I’m not really sure why, but I have been putting off making one of these for years. Making a cross cut sled is easy, but getting the fence square can be a real PITA (Oh yea that’s why). This sled is a smaller (42″ x 42″),  simpler version of the Ultimate Crosscut Sled presented by John McCormack in the July 2008 issue of Fine Woodworking. The actual dimensions of a sled are so dependent on your particular saw and project needs, that it’s pointless for me to draw a plan in sketchup for you to download. The following are some things to consider before making your sled.

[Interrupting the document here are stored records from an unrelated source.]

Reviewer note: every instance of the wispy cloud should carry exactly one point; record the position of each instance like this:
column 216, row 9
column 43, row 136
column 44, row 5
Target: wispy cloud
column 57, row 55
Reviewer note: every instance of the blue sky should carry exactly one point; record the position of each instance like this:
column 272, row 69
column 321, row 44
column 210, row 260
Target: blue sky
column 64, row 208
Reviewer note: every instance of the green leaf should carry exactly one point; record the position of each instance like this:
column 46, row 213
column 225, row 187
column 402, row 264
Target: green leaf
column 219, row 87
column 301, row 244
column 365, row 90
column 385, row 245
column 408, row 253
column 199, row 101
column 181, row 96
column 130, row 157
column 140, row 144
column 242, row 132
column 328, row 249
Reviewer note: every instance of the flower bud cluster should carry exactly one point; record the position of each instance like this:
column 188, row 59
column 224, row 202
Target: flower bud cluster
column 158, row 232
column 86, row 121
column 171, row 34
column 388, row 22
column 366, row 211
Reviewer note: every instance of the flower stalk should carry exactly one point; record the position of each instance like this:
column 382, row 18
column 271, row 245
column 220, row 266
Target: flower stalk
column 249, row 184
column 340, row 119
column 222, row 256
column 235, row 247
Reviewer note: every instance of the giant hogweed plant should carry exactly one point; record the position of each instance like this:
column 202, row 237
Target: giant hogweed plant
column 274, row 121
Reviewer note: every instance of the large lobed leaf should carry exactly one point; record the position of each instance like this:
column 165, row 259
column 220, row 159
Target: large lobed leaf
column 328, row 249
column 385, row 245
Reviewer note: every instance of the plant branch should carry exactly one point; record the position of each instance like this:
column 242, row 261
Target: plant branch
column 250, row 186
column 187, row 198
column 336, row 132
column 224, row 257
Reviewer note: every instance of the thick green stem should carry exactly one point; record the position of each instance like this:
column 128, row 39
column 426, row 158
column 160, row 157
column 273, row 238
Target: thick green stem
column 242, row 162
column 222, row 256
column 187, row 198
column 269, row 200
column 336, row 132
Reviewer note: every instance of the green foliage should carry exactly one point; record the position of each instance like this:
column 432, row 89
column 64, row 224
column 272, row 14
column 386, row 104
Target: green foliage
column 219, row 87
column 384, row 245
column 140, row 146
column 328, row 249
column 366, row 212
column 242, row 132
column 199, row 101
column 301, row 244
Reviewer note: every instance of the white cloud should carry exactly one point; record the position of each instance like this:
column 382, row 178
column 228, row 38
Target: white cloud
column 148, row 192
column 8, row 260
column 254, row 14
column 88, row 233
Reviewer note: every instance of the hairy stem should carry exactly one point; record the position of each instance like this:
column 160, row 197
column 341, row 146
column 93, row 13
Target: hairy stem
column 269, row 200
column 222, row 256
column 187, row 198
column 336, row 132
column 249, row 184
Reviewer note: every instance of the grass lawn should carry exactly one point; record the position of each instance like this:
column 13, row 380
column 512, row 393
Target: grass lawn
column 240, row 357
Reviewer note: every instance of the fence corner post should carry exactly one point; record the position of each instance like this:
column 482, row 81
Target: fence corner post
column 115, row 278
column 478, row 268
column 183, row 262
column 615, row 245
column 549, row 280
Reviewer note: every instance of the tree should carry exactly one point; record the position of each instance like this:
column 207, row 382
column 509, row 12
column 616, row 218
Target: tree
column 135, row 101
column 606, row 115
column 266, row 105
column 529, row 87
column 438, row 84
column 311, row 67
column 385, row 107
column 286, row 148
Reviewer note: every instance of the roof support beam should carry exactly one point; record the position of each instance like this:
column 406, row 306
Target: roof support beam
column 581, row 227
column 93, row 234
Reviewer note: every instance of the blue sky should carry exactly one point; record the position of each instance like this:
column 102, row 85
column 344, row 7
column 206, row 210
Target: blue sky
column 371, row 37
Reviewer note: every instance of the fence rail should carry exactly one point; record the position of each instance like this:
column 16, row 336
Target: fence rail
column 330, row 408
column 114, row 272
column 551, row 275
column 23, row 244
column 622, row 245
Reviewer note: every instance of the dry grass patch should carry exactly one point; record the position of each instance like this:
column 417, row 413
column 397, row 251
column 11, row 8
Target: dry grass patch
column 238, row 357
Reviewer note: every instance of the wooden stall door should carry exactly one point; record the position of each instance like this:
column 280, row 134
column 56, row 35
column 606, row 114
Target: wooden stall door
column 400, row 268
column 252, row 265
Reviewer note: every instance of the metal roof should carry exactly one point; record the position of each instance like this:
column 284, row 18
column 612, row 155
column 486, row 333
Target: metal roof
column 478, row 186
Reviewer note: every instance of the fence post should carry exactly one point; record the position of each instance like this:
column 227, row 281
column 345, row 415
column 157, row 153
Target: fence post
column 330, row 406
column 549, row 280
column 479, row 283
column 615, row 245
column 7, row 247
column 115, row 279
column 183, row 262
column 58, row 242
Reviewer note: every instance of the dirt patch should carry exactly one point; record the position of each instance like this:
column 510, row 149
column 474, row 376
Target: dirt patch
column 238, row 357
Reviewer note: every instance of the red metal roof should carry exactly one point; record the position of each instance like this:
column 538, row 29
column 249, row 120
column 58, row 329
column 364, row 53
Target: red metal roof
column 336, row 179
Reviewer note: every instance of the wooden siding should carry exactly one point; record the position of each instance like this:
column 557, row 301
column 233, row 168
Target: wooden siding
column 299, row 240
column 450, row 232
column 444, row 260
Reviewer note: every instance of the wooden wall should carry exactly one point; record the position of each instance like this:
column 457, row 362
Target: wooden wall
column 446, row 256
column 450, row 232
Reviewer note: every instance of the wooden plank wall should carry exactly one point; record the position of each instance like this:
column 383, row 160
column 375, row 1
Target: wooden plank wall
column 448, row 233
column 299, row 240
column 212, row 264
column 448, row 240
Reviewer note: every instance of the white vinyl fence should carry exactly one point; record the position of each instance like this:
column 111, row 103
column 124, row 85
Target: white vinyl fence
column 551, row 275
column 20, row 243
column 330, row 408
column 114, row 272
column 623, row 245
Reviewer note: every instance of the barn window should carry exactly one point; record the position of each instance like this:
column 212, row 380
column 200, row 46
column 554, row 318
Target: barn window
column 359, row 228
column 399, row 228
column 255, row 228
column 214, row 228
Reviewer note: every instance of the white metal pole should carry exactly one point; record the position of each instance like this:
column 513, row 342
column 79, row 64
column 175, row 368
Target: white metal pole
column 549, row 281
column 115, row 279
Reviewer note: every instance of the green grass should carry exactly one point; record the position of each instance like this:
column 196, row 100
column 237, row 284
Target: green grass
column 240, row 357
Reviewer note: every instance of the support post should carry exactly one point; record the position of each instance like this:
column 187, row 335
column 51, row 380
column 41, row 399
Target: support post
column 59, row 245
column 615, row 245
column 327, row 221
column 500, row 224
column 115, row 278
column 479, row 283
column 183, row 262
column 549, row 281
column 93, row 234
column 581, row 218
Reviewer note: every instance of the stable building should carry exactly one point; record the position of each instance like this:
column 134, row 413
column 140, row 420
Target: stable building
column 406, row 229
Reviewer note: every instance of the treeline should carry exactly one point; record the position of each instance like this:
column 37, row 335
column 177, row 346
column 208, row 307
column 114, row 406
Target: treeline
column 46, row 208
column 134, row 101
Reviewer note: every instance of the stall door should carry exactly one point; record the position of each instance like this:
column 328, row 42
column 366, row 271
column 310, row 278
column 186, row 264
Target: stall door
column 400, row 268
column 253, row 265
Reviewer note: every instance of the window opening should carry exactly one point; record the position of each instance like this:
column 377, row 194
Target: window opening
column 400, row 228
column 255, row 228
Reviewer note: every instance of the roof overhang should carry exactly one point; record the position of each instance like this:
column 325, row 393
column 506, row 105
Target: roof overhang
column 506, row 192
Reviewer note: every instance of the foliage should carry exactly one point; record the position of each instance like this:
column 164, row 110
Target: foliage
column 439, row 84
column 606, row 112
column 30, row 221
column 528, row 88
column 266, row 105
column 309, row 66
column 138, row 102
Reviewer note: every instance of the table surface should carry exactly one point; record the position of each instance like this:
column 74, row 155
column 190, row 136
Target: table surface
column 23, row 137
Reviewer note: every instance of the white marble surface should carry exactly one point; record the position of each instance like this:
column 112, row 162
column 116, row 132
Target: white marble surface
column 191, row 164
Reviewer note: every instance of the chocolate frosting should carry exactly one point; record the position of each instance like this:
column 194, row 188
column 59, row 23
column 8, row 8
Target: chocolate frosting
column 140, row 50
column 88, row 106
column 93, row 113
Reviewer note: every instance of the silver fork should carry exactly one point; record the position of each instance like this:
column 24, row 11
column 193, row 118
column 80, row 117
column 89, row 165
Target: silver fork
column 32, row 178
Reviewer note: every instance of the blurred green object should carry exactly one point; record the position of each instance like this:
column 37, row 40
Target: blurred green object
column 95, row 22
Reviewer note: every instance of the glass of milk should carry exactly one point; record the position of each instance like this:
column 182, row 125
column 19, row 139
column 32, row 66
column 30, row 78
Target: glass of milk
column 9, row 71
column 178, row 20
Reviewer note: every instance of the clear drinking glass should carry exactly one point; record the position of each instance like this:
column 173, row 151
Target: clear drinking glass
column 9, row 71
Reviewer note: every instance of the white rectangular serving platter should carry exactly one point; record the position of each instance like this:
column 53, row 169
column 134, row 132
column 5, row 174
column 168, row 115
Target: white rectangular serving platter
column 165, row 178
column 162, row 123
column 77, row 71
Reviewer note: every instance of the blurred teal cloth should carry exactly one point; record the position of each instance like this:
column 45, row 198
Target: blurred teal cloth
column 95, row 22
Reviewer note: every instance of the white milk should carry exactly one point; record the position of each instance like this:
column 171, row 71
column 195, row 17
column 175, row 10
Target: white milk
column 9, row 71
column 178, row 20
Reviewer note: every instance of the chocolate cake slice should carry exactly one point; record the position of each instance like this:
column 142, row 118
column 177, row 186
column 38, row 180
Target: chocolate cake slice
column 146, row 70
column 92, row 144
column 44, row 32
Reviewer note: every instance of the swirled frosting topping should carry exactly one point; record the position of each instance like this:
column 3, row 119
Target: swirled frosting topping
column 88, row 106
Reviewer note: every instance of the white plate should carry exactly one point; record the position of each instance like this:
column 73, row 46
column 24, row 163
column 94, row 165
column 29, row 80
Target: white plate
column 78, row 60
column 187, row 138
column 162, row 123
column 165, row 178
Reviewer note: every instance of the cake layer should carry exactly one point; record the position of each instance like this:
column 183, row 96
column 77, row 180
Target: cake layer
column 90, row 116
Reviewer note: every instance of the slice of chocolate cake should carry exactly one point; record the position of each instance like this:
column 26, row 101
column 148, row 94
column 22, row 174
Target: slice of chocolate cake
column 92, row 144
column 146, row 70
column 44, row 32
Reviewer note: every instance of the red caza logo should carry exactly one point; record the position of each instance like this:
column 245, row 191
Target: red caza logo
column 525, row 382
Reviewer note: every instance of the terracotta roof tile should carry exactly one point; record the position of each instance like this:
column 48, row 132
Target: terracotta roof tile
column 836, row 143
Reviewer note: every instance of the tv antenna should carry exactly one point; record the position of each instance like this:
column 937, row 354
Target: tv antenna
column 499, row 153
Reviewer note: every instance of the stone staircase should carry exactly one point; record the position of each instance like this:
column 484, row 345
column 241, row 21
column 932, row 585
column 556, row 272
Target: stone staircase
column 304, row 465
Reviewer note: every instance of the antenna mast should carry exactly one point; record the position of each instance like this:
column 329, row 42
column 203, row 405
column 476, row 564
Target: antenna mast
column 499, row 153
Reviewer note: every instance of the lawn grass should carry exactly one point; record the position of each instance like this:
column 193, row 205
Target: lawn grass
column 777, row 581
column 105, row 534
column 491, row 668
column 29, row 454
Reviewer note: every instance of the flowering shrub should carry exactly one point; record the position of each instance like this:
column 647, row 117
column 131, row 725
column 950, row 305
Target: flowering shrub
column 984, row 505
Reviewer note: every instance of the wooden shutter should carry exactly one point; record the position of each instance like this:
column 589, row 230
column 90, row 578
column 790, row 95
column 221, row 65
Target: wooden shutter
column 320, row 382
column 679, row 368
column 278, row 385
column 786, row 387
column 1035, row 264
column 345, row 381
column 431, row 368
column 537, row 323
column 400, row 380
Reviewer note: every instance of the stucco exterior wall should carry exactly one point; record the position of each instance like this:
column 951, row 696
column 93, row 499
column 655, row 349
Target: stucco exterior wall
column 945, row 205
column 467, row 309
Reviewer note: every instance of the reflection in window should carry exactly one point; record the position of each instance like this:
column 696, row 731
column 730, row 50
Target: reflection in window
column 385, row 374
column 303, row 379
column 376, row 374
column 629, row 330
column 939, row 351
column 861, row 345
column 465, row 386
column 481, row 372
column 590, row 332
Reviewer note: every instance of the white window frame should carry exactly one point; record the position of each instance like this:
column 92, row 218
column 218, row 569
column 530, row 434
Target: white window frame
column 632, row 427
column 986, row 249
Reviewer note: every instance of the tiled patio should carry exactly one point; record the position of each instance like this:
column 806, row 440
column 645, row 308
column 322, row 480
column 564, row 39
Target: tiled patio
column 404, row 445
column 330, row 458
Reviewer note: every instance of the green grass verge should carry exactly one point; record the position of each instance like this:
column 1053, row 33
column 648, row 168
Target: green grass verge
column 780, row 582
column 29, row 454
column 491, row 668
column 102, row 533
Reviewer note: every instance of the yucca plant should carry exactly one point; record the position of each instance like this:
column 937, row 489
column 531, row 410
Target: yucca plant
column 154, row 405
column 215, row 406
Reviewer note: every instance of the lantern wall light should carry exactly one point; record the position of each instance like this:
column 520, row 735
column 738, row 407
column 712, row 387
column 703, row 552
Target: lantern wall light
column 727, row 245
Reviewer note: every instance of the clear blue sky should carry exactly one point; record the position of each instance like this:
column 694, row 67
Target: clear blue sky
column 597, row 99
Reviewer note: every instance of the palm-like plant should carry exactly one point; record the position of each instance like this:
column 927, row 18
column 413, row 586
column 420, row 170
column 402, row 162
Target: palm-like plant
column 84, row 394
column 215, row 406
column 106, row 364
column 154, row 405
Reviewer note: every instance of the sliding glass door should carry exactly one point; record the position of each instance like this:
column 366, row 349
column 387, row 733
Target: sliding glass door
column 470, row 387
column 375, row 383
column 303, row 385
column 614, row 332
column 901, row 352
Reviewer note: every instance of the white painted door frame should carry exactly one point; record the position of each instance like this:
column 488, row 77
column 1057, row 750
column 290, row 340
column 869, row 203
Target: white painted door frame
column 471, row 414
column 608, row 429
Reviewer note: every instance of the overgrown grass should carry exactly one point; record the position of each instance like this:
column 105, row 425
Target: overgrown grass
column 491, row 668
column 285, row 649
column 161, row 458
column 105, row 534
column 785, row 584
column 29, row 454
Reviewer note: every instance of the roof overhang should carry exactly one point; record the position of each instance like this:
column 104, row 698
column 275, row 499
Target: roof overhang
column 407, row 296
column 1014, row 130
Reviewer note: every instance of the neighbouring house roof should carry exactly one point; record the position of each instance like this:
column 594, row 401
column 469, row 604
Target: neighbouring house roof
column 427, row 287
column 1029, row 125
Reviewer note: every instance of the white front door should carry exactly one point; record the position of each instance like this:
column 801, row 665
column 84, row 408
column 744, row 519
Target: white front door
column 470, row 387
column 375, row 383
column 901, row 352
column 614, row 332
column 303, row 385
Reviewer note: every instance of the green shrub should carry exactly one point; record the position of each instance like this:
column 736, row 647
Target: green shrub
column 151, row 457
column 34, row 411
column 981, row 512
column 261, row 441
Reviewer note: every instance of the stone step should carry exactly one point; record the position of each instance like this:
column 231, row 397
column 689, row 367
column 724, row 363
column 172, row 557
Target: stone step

  1. Keep the design simple & use cheap/ scrap  materials. It’s a jig and therefore expendable. I’m not saying trash it after a month, but don’t expect it to last 10 years either. If you need to think twice about screwing down a stop block you spent too much on materials.
  2. Make sure The sled is well supported. When you’re making a cut, you need to be focusing on keeping the piece back against the fence, and maintaining a smooth motion, not juggling the outboard end of the sled.
  3. Use quarter sawn wood for the runner, as it will expand and contract less (I used White Oak).
  4. Put a shallow dado in the base for the runner; this makes assembly a lot easier.
  5. The fence needs to be perfectly strait. By perfectly strait, I mean within a few thousands.
  6. Build the fence so it’s adjustable, i.e use bolts in over sized holes.  This feature really helps when it comes to keeping the fence strait. If the fence develops a bow, loosen the bolts and use clamps or some other method to push or pull the bow out.

Like I said earlier, squaring the fence can be a real pain. While the five cut method takes the guess work out of the process, no tricks exist to make the process go faster. I think it took me about 90 minutes  to get my sled to within 0.002″ per foot. Your probably thinking 90 minutes isn’t that bad. Remember, wood moves with the changes in weather. After a month or two of hanging on the shop wall your sled is going to need to be re-squared.

Comments

  • Jamie Lennox
    November 10, 2012

    This past summer I constructed John McCormack’s ultimate crosscut sled which I fondly call “the Stealth Bomber,” since it resembles the aircraft’s shape and the sled is quite “bomber,” meaning dead-accurate.  A couple of problems with the Bomber arose while preparing to build it: I wouldn’t be able to repeatedly cut workpieces longer than five feet and the sled would be heavy, creating a storage issue.  So to address the first quandary, I decided to add a telescoping flip stop to the Kreg Top Trak. It slides out from the back of the fence and locks into place with a Festool six inch clamp.

    After a bit of pondering a storage solution, I traced the sled on the outfeed table at the opposite corner of the table saw and cut out an embedded and lockable Stealth Bomber hangar or docking station that is flush with the table saw top & puts the sled’s fence completely out of the way of the saw’s ripping path. The lock is a fixed piece in one of the sled’s many hand holds. No need to develop a hernia by lifting the Bomber’s heft off the table saw, just slide it around the outfeed table and land it down into the hangar. The docking station also keeps the sled from being bumped out of square or damaged by lifting off and placing it elsewhere. I squared the fence to the blade once and I have not had to tune it up since.

    In addition to McCormack’s adjustable sawhorse supporting the sled on the saw’s left flank, I also use a five-foot infeed rip support located on the right side of the sled’s runner. I am able to safely crosscut 37 inches. I can now quickly, repeatedly and accurately crosscut cabinet parts and trim work. Set-up time takes about a minute. John McCormack’s ultimate shop-made sled is by far the best of its kind and well worth the time it takes to build.